Le gendarme parlait en remontant à cheval, en sorte qu'il ne lui fut heureusement pas possible de voir la figure du général. Habitué à tout supposer, le brigadier aurait peut-être conçu des soupçons à l'aspect de cette physionomie ouverte où se peignaient si fidèlement les mouvements de l'âme.
– Sait-on le nom du meurtrier? demanda le général.
– Non, répondit le cavalier. Il a laissé le secrétaire plein d'or et de billets de banque, sans y toucher.
– C'est une vengeance, dit le marquis.
– Ah! bah! sur un vieillard?.. Non, non, ce gaillard-là n'aura pas eu le temps de faire son coup.
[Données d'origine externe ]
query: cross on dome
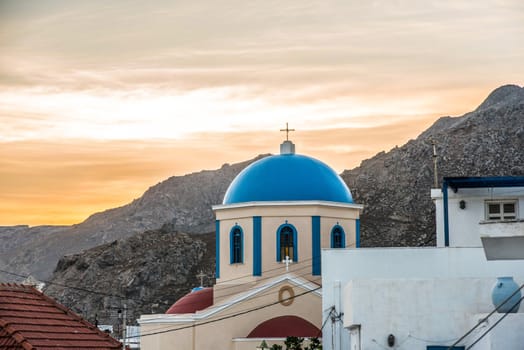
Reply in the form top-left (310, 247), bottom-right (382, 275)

Et le gendarme rejoignit ses compagnons, qui galopaient déjà dans le lointain. Le général resta pendant un moment en proie à des perplexités faciles à comprendre. Bientôt il entendit ses domestiques qui revenaient en se disputant avec une sorte de chaleur, et dont les voix retentissaient dans le carrefour de Montreuil. Quand ils arrivèrent, sa colère, à laquelle il fallait un prétexte pour s'exhaler, tomba sur eux avec l'éclat de la foudre. Sa voix fit trembler les échos de la maison. Puis il s'apaisa tout à coup, lorsque le plus hardi, le plus adroit d'entre eux, son valet de chambre, excusa leur retard en lui disant qu'ils avaient été arrêtés à l'entrée de Montreuil par des gendarmes et des agents de police en quête d'un assassin. Le général se tut soudain. Puis, rappelé par ce mot aux devoirs de sa singulière position, il ordonna sèchement à tous ses gens d'aller se coucher aussitôt, en les laissant étonnés de la facilité avec laquelle il admettait le mensonge du valet de chambre.
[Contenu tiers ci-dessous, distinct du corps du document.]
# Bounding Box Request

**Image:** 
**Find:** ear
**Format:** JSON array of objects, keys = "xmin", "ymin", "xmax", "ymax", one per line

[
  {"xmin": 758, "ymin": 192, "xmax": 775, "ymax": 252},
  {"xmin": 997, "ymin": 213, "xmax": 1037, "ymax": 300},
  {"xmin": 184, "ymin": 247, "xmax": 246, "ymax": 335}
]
Mais pendant que ces événements se passaient dans la cour, un incident assez léger en apparence avait changé la situation des autres personnages qui figurent dans cette histoire. A peine le marquis était-il sorti que sa femme, jetant alternativement les yeux sur la clef de la mansarde et sur Hélène, finit par dire à voix basse en se penchant vers sa fille: – Hélène, votre père a laissé la clef sur la cheminée.
La jeune fille étonnée leva la tête, et regarda timidement sa mère, dont les yeux pétillaient de curiosité.
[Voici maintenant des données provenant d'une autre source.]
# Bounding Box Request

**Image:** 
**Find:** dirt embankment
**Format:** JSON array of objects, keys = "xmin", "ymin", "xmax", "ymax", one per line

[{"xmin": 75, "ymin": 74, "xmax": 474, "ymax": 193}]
– Hé! bien, maman? répondit-elle d'une voix troublée.
– Je voudrais bien savoir ce qui se passe là-haut. S'il y a une personne, elle n'a pas encore bougé. Vas-y donc…
– Moi? dit la jeune fille avec une sorte d'effroi.
– As-tu peur?
– Non, madame, mais je crois avoir distingué le pas d'un homme.
– Si je pouvais y aller moi-même, je ne vous aurais pas prié de monter, Hélène, reprit sa mère avec un ton de dignité froide. Si votre père rentrait et ne me trouvait pas, il me chercherait peut-être, tandis qu'il ne s'apercevra pas de votre absence.
– Madame, répondit Hélène, si vous me le commandez, j'irai; mais je perdrai l'estime de mon père…
– Comment! dit la marquise avec un accent d'ironie. Mais puisque vous prenez au sérieux ce qui n'était qu'une plaisanterie, maintenant je vous ordonne d'aller voir qui est là-haut. Voici la clef, ma fille! Votre père, en vous recommandant le silence sur ce qui se passe en ce moment chez lui, ne vous a point interdit de monter à cette chambre. Allez, et sachez qu'une mère ne doit jamais être jugée par sa fille…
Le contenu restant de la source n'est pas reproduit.